Building (without cargo-make)

Prerequisites

git submodule update --init

Install LuaJIT with requisite patches:

git clone https://github.com/LuaJIT/LuaJIT.git -b v2.1
cd LuaJIT
git apply /path/to/vulhunt-ce/patches/luajit-vulhunt.patch

For macOS:

export MACOSX_DEPLOYMENT_TARGET=$(sw_vers -productVersion)

For macOS and Linux:

make BUILDMODE='static'
export LUA_LIB=/path/to/LuaJIT/src/
export LUA_LIB_NAME=luajit
export LUA_LINK=static

For Windows:

cd src
msvcbuild.bat BUILDMODE='static'
set LUA_LIB=C:\path\to\LuaJIT\src\
set LUA_LIB_NAME=lua51
set LUA_LINK=static

Building

cargo build --release

With support for Binary Ninja:

cargo build --release --features=bndb

Packaging

Prerequisites:

cargo install cargo-make

Build packages for the current platform:

cargo make prepare-package --features=...

Usage

Scanning binaries

vulhunt-ce scan <INPUT> -o <OUTPUT> -d <BIAS_DATA> -r <RULES> [OPTIONS]

Options:

• <INPUT>: Path to the binary, BA2 archive, or BNDB file to scan
• -o, --output <OUTPUT>: Path to write output JSON
• -d, --data <BIAS_DATA>: Directory containing auxiliary data (processor specifications, etc.). Can also be set via BIAS_DATA environment variable
• -r, --rules <RULES>: Directory containing VulHunt rules. Can also be set via BIAS_VULHUNT_RULES environment variable
• -m, --modules <MODULES>: Directory containing VulHunt modules (optional). Can also be set via BIAS_VULHUNT_MODULES environment variable
• --loader <LOADER>: Configure the loader to use (default: component). Available loaders:
  • component: Scan single binary files
  • ba2: Scan BA2 (Binarly Archive 2) archives containing multiple components
  • bndb: Scan Binary Ninja databases (requires --features=bndb at build time)
• --pretty: Format output for human consumption and render issues to stdout
• --stream: Format output as a stream of JSONL messages
• --compress: Compress output as a Zstandard-compressed JSONL stream

Starting the MCP server

By default, VulHunt starts a streaming HTTP server with SSE transport at http://127.0.0.1:8080:

vulhunt-ce mcp -d <BIAS_DATA> [OPTIONS]

BA2 archive utilities

vulhunt-ce ba2 list-components <INPUT>
vulhunt-ce ba2 extract-component <INPUT> -o <OUTPUT> --component-id <UUID>

BTP integration

All BTP commands require authentication.

vulhunt-ce btp --help

Releases

Prebuilt Intel Mac binaries are distributed via GitHub Releases, not committed into the repository history.
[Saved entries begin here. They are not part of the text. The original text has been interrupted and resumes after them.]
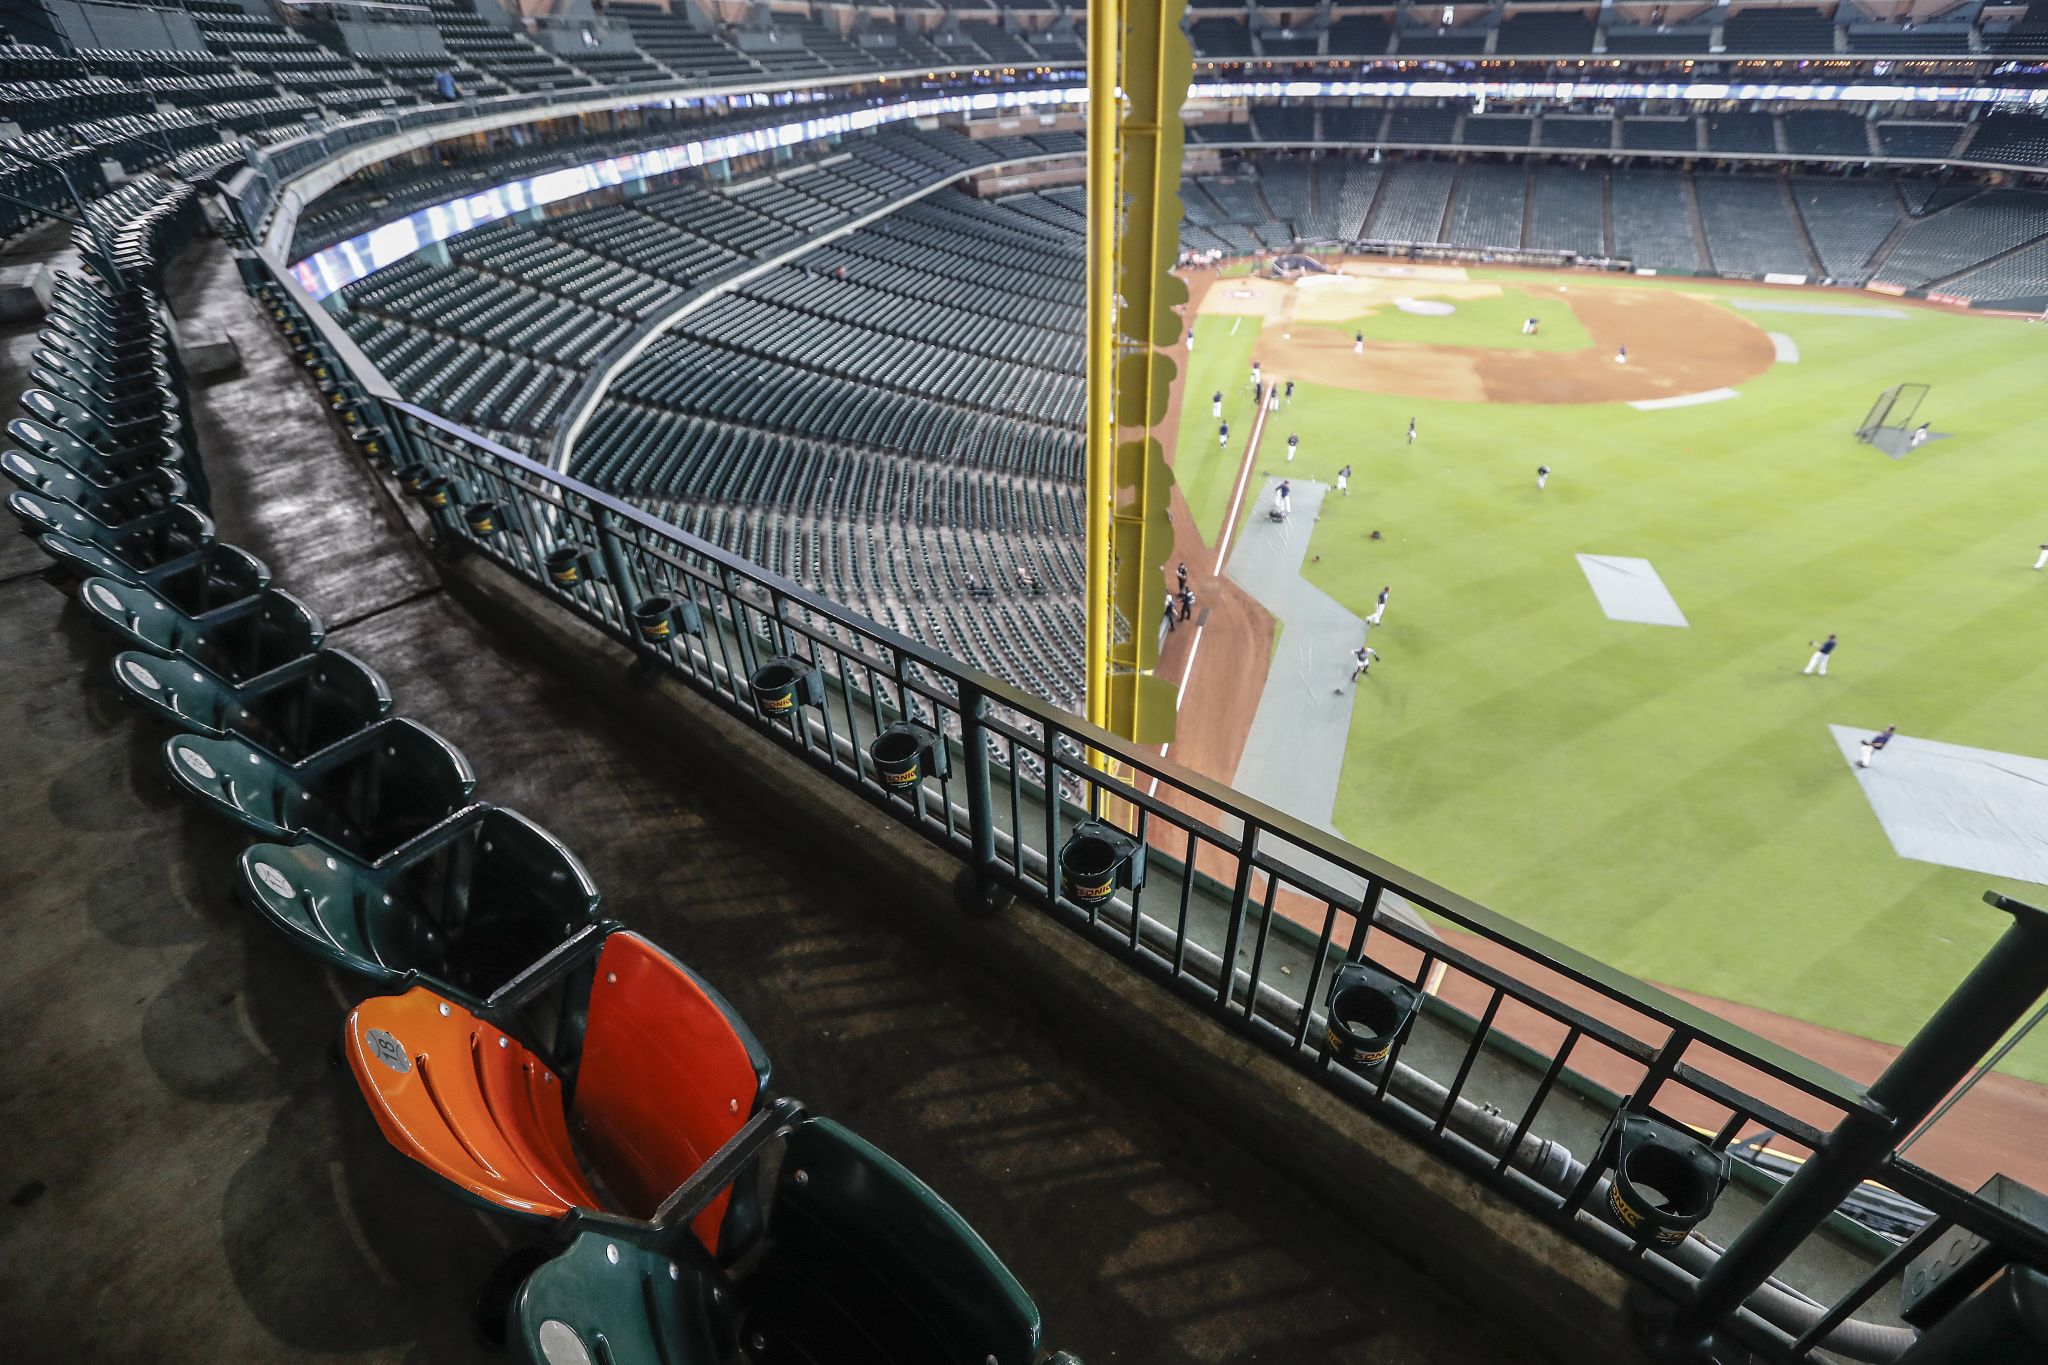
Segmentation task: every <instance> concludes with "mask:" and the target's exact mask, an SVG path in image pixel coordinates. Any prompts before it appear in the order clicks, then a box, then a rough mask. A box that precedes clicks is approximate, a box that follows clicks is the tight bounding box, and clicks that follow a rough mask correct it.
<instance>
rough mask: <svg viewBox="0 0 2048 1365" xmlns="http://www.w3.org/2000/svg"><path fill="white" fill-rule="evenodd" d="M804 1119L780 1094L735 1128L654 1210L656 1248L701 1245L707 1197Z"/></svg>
mask: <svg viewBox="0 0 2048 1365" xmlns="http://www.w3.org/2000/svg"><path fill="white" fill-rule="evenodd" d="M803 1117H805V1111H803V1103H801V1101H797V1099H788V1097H786V1095H784V1097H782V1099H776V1101H774V1103H772V1105H768V1107H766V1109H762V1111H758V1113H756V1115H754V1117H750V1119H748V1121H745V1124H741V1126H739V1132H735V1134H733V1136H731V1138H727V1140H725V1146H721V1148H719V1150H717V1152H713V1154H711V1160H707V1162H705V1164H702V1166H698V1169H696V1171H692V1173H690V1179H686V1181H684V1183H682V1185H678V1187H676V1189H674V1193H670V1197H668V1199H664V1201H662V1207H657V1209H655V1212H653V1220H651V1222H653V1230H655V1236H657V1244H659V1248H662V1250H666V1252H668V1254H676V1252H678V1246H682V1244H690V1246H700V1242H698V1240H696V1234H694V1230H692V1224H694V1222H696V1216H698V1214H702V1212H705V1209H707V1207H711V1201H713V1199H717V1197H719V1193H721V1191H725V1187H727V1185H731V1183H733V1181H735V1179H739V1177H741V1175H743V1173H745V1171H748V1166H752V1164H754V1162H756V1160H758V1158H760V1154H762V1152H764V1150H768V1146H770V1144H774V1142H780V1140H782V1138H786V1136H788V1134H791V1132H795V1128H797V1124H801V1121H803Z"/></svg>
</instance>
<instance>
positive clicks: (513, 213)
mask: <svg viewBox="0 0 2048 1365" xmlns="http://www.w3.org/2000/svg"><path fill="white" fill-rule="evenodd" d="M1083 94H1085V90H1083V88H1081V86H1053V88H1036V90H977V92H971V94H940V96H928V98H918V100H899V102H895V104H874V106H868V108H850V111H842V113H836V115H819V117H815V119H795V121H791V123H776V125H770V127H758V129H748V131H743V133H723V135H719V137H705V139H698V141H686V143H676V145H672V147H653V149H649V151H633V153H629V156H614V158H606V160H602V162H584V164H582V166H567V168H563V170H549V172H543V174H539V176H528V178H524V180H508V182H506V184H496V186H492V188H487V190H479V192H475V194H463V196H461V199H449V201H444V203H438V205H428V207H426V209H418V211H414V213H408V215H406V217H401V219H395V221H391V223H385V225H381V227H373V229H369V231H367V233H358V235H354V237H350V239H346V241H336V244H334V246H330V248H326V250H322V252H313V254H311V256H307V258H305V260H299V262H297V264H293V268H291V270H293V274H297V276H299V284H303V287H305V293H309V295H311V297H313V299H326V297H328V295H332V293H334V291H336V289H342V287H344V284H352V282H356V280H360V278H362V276H367V274H375V272H377V270H383V268H385V266H389V264H393V262H399V260H406V258H408V256H412V254H414V252H418V250H420V248H424V246H432V244H434V241H444V239H446V237H453V235H457V233H465V231H469V229H471V227H481V225H483V223H494V221H498V219H504V217H512V215H514V213H520V211H524V209H535V207H539V205H551V203H555V201H561V199H575V196H578V194H588V192H592V190H600V188H606V186H616V184H629V182H633V180H647V178H651V176H666V174H672V172H678V170H688V168H692V166H715V164H719V162H729V160H733V158H741V156H750V153H756V151H772V149H776V147H797V145H803V143H811V141H821V139H827V137H846V135H848V133H864V131H868V129H879V127H885V125H891V123H901V121H905V119H932V117H938V115H971V113H987V111H999V108H1036V106H1047V104H1071V102H1079V100H1081V98H1083Z"/></svg>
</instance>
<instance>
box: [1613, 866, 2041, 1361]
mask: <svg viewBox="0 0 2048 1365" xmlns="http://www.w3.org/2000/svg"><path fill="white" fill-rule="evenodd" d="M1985 900H1989V902H1991V905H1995V907H1997V909H2001V911H2005V913H2007V915H2011V917H2013V923H2011V925H2009V927H2007V929H2005V933H2003V935H1999V941H1997V943H1993V945H1991V952H1989V954H1985V958H1982V960H1980V962H1978V964H1976V968H1972V970H1970V974H1968V976H1966V978H1964V980H1962V984H1960V986H1956V990H1954V993H1952V995H1950V997H1948V999H1946V1001H1944V1003H1942V1007H1939V1009H1937V1011H1935V1013H1933V1017H1931V1019H1927V1023H1925V1025H1921V1029H1919V1033H1915V1036H1913V1042H1909V1044H1907V1046H1905V1050H1903V1052H1901V1054H1898V1056H1896V1058H1892V1064H1890V1066H1886V1068H1884V1074H1882V1076H1878V1078H1876V1081H1874V1083H1872V1085H1870V1089H1868V1091H1866V1095H1868V1099H1870V1103H1872V1105H1876V1111H1870V1109H1855V1111H1851V1113H1847V1115H1845V1117H1843V1119H1841V1124H1839V1126H1837V1128H1835V1132H1833V1134H1829V1138H1827V1142H1823V1144H1821V1148H1819V1150H1817V1152H1815V1154H1812V1158H1810V1160H1806V1162H1804V1164H1802V1166H1800V1169H1798V1173H1796V1175H1794V1177H1792V1179H1790V1181H1786V1183H1784V1187H1782V1189H1780V1191H1778V1193H1776V1195H1774V1197H1772V1201H1769V1203H1765V1205H1763V1212H1761V1214H1757V1218H1755V1222H1751V1224H1749V1226H1747V1228H1743V1232H1741V1234H1739V1236H1737V1238H1735V1242H1733V1244H1731V1246H1729V1250H1726V1252H1722V1257H1720V1261H1716V1263H1714V1267H1712V1269H1708V1273H1706V1275H1702V1277H1700V1283H1698V1285H1696V1289H1694V1293H1692V1302H1688V1304H1686V1306H1681V1308H1679V1312H1677V1316H1675V1318H1673V1320H1671V1324H1669V1326H1667V1328H1663V1330H1661V1332H1655V1334H1653V1340H1651V1345H1653V1347H1659V1349H1663V1351H1667V1353H1671V1355H1667V1359H1702V1355H1704V1351H1708V1349H1710V1347H1712V1338H1714V1328H1716V1326H1718V1324H1722V1322H1726V1320H1729V1318H1731V1316H1733V1314H1735V1310H1737V1308H1741V1304H1743V1302H1745V1300H1747V1297H1749V1295H1751V1293H1753V1291H1755V1289H1757V1287H1759V1285H1761V1283H1763V1281H1765V1279H1769V1277H1772V1273H1774V1271H1778V1267H1780V1265H1784V1261H1786V1257H1790V1254H1792V1252H1794V1250H1796V1248H1798V1246H1800V1242H1804V1240H1806V1238H1808V1236H1810V1234H1812V1232H1815V1228H1819V1226H1821V1220H1825V1218H1827V1216H1829V1214H1831V1212H1833V1209H1835V1207H1837V1205H1839V1203H1841V1201H1843V1197H1847V1195H1849V1191H1853V1189H1855V1187H1858V1185H1860V1183H1862V1181H1866V1179H1868V1177H1870V1175H1872V1173H1874V1171H1876V1166H1878V1162H1880V1160H1884V1154H1886V1152H1890V1148H1892V1144H1894V1142H1896V1138H1898V1134H1903V1132H1907V1130H1911V1128H1913V1126H1915V1124H1919V1121H1921V1119H1923V1117H1927V1113H1931V1111H1933V1107H1935V1105H1937V1103H1942V1097H1944V1095H1948V1093H1950V1089H1952V1087H1954V1085H1956V1083H1958V1081H1962V1078H1964V1076H1966V1074H1968V1072H1970V1066H1974V1064H1976V1060H1978V1058H1980V1056H1985V1054H1987V1052H1989V1050H1991V1048H1993V1046H1997V1042H1999V1038H2003V1036H2005V1031H2007V1029H2009V1027H2011V1025H2013V1023H2017V1021H2019V1019H2021V1015H2025V1011H2028V1009H2030V1007H2032V1005H2034V1001H2038V999H2040V995H2042V990H2048V913H2042V911H2038V909H2034V907H2032V905H2023V902H2019V900H2011V898H2007V896H2001V894H1997V892H1985ZM1706 1359H1712V1357H1706Z"/></svg>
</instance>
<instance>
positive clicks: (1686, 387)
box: [1198, 262, 1776, 403]
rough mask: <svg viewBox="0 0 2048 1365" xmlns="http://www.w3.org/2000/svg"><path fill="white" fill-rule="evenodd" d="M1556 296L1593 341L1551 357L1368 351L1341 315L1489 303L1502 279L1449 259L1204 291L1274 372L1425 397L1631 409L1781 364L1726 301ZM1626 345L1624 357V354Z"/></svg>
mask: <svg viewBox="0 0 2048 1365" xmlns="http://www.w3.org/2000/svg"><path fill="white" fill-rule="evenodd" d="M1526 289H1528V291H1534V289H1542V291H1544V293H1548V291H1556V295H1559V299H1561V301H1563V303H1565V305H1567V307H1569V309H1571V311H1573V315H1575V317H1577V319H1579V323H1581V325H1583V327H1585V332H1587V334H1589V336H1591V338H1593V344H1591V346H1589V348H1583V350H1569V352H1554V350H1550V352H1544V350H1513V348H1485V346H1430V344H1419V342H1386V340H1372V338H1368V340H1366V346H1364V354H1356V352H1354V340H1352V336H1350V334H1348V332H1346V329H1343V325H1341V323H1346V321H1350V319H1358V317H1366V315H1370V313H1372V311H1378V309H1386V307H1399V303H1401V301H1403V299H1434V301H1444V303H1450V305H1452V307H1456V305H1458V301H1460V299H1491V297H1499V295H1501V293H1503V287H1501V284H1491V282H1479V280H1466V278H1464V270H1460V268H1450V266H1376V264H1366V262H1350V264H1346V266H1343V270H1339V272H1333V274H1319V276H1305V278H1300V280H1266V278H1255V276H1253V278H1231V280H1214V282H1212V284H1210V287H1208V289H1206V291H1204V293H1202V299H1200V305H1198V307H1200V313H1202V315H1204V317H1233V315H1239V317H1260V319H1262V321H1264V323H1266V325H1264V329H1262V334H1260V342H1257V348H1255V352H1253V356H1255V358H1257V360H1260V364H1262V366H1266V372H1268V375H1286V377H1288V379H1296V381H1307V383H1319V385H1333V387H1339V389H1358V391H1364V393H1397V395H1407V397H1421V399H1450V401H1464V403H1634V401H1645V399H1669V397H1679V395H1688V393H1704V391H1710V389H1733V387H1737V385H1741V383H1747V381H1751V379H1755V377H1759V375H1763V372H1765V370H1767V368H1772V364H1774V360H1776V348H1774V346H1772V338H1769V334H1767V332H1765V329H1763V327H1759V325H1755V323H1753V321H1749V319H1747V317H1741V315H1737V313H1733V311H1729V309H1722V307H1716V305H1714V303H1708V301H1704V299H1696V297H1692V295H1686V293H1671V291H1647V289H1618V287H1599V289H1571V287H1569V284H1532V287H1526ZM1624 346H1626V348H1628V362H1626V364H1618V362H1616V354H1618V352H1620V348H1624Z"/></svg>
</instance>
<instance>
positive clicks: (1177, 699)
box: [1145, 622, 1208, 796]
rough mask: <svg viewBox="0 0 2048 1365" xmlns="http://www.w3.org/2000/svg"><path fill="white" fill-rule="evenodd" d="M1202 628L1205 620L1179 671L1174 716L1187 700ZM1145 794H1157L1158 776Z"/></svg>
mask: <svg viewBox="0 0 2048 1365" xmlns="http://www.w3.org/2000/svg"><path fill="white" fill-rule="evenodd" d="M1204 630H1208V624H1206V622H1204V624H1200V626H1196V628H1194V645H1190V647H1188V663H1186V667H1182V671H1180V692H1176V694H1174V716H1176V718H1178V716H1180V704H1182V702H1186V700H1188V681H1190V679H1192V677H1194V657H1196V655H1198V653H1202V632H1204ZM1176 722H1178V720H1176ZM1171 747H1174V741H1171V739H1169V741H1165V743H1163V745H1159V757H1165V755H1167V749H1171ZM1145 794H1147V796H1157V794H1159V778H1153V784H1151V786H1149V788H1147V790H1145Z"/></svg>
Recommended release asset naming:

• vulhunt-ce-macos-x86_64.zip

Optional:

• SHA256SUMS.txt

License

This project remains licensed under the GNU General Public License v3.0. See LICENSE for details.

Copyright (c) 2026 Binarly Inc. and VulHunt developers.

Additional fork-specific maintenance, compatibility, and distribution work in this repository is provided by Retroniks.